I can honestly say that if I did not have a Dad as caring and loving as you are, one that understands and only wants the best for me, I don’t know if I would have been able to get through the past 9 months.

Our retail therapy shopping is the best; our father/daughter movie/dinner dates are always fun. I love spending time with you and most of all, that we get along. Most fathers and daughters would never be able to even understand how close we are; they could never imagine having our kind of a relationship. I can’t name one friend who puts their best friend on the speaker in front of their Dad while they are fighting!

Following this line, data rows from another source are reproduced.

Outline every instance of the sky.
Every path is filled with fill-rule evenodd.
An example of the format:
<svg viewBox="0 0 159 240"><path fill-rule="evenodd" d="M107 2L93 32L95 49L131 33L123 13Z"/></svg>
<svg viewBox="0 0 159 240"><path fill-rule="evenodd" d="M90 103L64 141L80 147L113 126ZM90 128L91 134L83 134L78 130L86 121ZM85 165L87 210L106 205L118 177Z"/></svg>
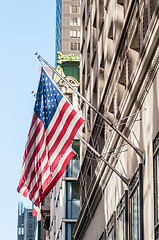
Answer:
<svg viewBox="0 0 159 240"><path fill-rule="evenodd" d="M17 193L40 63L55 57L55 0L7 0L0 6L0 233L17 240Z"/></svg>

I love that you are so easy to talk to and you always understand where I am coming from. I love you Daddy, your are MY BEST FRIEND.

Happy Father’s Day

Daiyaan”

I used to always believe that Father’s/Mother’s Day are Hallmark created events that are designed for increased merchandising. I know in my heart, that partially that’s true. Every day is Mother’s or Father’s day in my universe. However, on this Sunday afternoon, I look outside at the Paradise we live in, and count the blessings in our lives.

I still cherish the gift of these beautiful children, in my life. Thank you God, for giving me the privilege to be a father and enjoying this amazing day!